Ines Lains, MD
Massachusetts Eye and Ear Infirmary
Dr. Jean-François Korobelnik, Professor of Ophthalmology and the Head of the Department of Ophthalmology at the University Hospital of Bordeaux in France, presented the results of the PULSAR trial – a phase 3 active-controlled trial assessing the efficacy and safety of high dose aflibercept (8 mg) in neovascular age-related macular degeneration (nAMD).
After the VIEW-1 and VIEW-2 trials demonstrated that aflibercept 2 mg at 8-week intervals was non-inferior to monthly ranibizumab, aflibercept has become widely used to treat nAMD. However, even at 2-month intervals, the burden of injections for clinicians, patients and the healthcare systems cannot be underestimated.
As explained by Dr. Korobelnik, the PULSAR trial aimed to assess if high dose aflibercept administered at longer intervals (12 and 16 weeks) was non-inferior to the standard 2 mg dose given every 8 weeks. This is based on the rationale that a higher dose of medication (8 mg concentrated in 70 microliters) may have a longer durability. The study included only patients with treatment-naïve nAMD, who were randomly assigned to three groups on a 1:1:1 ratio: (i) active comparator (2q8 group) – 3 monthly injections of aflibercept 2 mg, followed by injections every 8 weeks; (ii) high dose every 12 weeks group (8q12) – 3 initial monthly injections of aflibercept 8 mg followed by injections every 12 weeks; and (iii) high dose every 16 weeks group (8q16) – aflibercept 8mg monthly for 3 months followed by an injection every 16 weeks.
A total of 1,011 patients were randomized in multiple centers across the globe (223 sites in 26 countries), with 93% completing 48 weeks (1 year) of follow-up. The primary outcome was defined as change in BCVA at 1-year, with a non-inferiority margin of 4 ETDRS letters.

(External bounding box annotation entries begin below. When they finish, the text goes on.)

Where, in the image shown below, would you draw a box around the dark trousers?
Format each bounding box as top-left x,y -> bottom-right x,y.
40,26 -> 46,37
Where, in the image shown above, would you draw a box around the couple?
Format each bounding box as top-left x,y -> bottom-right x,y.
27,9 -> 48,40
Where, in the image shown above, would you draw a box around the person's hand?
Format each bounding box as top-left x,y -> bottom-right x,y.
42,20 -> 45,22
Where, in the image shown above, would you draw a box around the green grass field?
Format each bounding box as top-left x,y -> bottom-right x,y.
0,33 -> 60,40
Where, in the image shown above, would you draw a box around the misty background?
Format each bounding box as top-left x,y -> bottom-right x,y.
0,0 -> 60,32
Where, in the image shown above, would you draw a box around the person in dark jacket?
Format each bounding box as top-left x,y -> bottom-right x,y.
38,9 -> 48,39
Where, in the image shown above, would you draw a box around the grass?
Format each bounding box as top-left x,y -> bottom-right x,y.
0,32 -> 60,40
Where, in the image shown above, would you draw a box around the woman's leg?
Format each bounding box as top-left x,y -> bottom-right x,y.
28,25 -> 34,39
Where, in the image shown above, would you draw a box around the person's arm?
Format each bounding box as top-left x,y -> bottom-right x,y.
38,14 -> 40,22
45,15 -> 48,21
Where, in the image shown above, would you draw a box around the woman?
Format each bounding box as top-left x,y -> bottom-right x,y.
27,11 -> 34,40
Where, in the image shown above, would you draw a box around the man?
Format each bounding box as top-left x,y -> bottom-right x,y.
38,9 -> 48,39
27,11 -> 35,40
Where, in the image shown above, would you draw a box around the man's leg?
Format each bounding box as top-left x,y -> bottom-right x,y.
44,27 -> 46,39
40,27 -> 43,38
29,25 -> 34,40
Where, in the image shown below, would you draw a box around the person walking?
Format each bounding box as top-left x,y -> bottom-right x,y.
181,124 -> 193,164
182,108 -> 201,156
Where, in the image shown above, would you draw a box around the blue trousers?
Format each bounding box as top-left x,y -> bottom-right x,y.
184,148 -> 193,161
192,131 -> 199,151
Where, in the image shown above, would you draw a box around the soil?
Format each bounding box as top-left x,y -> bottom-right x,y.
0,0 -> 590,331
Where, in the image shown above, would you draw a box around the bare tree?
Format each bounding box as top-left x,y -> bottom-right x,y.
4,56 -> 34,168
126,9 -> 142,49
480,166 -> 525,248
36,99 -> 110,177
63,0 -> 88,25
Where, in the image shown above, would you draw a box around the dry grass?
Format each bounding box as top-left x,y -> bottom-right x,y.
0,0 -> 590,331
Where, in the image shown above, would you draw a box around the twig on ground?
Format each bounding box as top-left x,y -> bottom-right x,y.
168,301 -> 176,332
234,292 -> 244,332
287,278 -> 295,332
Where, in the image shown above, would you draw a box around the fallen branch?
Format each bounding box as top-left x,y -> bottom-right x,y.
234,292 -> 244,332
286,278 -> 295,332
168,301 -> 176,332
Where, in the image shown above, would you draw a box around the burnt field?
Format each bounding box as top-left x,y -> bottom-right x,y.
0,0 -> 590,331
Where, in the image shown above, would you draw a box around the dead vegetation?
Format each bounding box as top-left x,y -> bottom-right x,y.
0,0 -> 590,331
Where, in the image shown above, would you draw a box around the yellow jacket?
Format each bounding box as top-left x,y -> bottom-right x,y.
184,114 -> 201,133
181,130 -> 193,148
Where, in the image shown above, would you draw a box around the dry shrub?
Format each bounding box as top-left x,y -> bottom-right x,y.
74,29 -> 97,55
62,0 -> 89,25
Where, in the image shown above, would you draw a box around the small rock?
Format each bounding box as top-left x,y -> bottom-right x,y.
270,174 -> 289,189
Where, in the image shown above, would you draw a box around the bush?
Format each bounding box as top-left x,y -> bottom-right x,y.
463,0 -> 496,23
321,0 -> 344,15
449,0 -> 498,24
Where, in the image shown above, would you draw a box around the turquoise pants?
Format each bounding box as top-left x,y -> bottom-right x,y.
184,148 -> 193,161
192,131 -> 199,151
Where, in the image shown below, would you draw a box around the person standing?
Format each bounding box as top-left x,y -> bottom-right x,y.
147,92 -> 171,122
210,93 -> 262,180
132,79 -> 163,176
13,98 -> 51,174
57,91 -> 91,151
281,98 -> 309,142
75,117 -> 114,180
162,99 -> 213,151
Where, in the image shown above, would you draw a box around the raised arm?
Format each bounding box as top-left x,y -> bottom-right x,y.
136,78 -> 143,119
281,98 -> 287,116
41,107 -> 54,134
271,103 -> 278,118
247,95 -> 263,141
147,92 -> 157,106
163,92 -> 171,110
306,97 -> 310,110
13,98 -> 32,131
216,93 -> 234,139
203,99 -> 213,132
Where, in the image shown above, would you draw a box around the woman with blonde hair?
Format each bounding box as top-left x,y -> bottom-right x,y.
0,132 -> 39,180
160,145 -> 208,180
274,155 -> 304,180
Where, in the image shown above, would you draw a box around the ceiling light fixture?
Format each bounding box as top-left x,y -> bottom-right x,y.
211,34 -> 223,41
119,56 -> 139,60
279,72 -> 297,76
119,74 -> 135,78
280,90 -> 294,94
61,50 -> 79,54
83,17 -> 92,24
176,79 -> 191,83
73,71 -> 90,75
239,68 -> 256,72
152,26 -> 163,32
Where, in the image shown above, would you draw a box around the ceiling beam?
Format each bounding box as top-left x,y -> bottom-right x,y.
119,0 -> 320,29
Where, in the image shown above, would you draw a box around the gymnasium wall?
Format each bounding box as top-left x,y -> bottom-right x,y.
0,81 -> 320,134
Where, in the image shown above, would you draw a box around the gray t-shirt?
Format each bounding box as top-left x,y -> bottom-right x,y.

Dr. Korobelnik shared with excitement that this outcome was met both for the 8q12 and 8q16 groups (p= 0.0009 and 0.0011, respectively). Absolute BCVA at the same follow-up time was also statistically comparable among the three treatment groups. In terms of predefined anatomical outcomes, as one of the inclusion criteria was evidence of intraretinal or subretinal fluid affecting the central subfield on OCT, the proportion of patients without fluid in this area both at 16 and 48 weeks was also analyzed, and noted to be higher in both groups treated with aflibercept 8 mg.
Importantly, Dr. Korobelnik highlighted that in this first year of the study, for the high dose aflibercept groups, the protocol included shortening of dosing intervals up to a minimum of 8 weeks if there was evidence of disease progression. This was both based on visual acuity (loss of 5 letters of BCVA from week 12) and OCT pre-defined criteria (increase in more than 25 microns in central retinal thickness form week 12 or new onset of foveal neovascularization or foveal hemorrhage). Using these criteria, 83% of the patients treated with high dose aflibercept were maintained on at least q12 intervals.
Finally, Dr. Korobelnik also shared data on the safety profile of aflibercept 8 mg, reporting that in the PULSE trial both non-ocular and ocular adverse events were comparable among the high dose aflibercept groups and the standard 2 mg dose group. Despite the higher volume of medication injected, there were no differences in intraocular pressure among the three treatment groups. There were also no new safety concerns for aflibercept 8 mg and no cases of endophthalmitis or occlusive retinal vasculitis were observed.
In conclusion, Dr. Korobelnik highlighted that in the PULSE trial high dose aflibercept (8mg) enabled similar BCVA outcomes with less frequent injections than the standard 2 mg dose, while maintaining a similar safety profile.
The audience also had the opportunity to ask questions. Among them, one of the participants inquired whether during aflibercept pre-clinical studies the toxicity of the 8 mg dose had been assessed. It was clarified that the initial studies tested 2 and 4 mg and their efficacy and safety profile were similar, but that the 8 mg dose was not initially examined.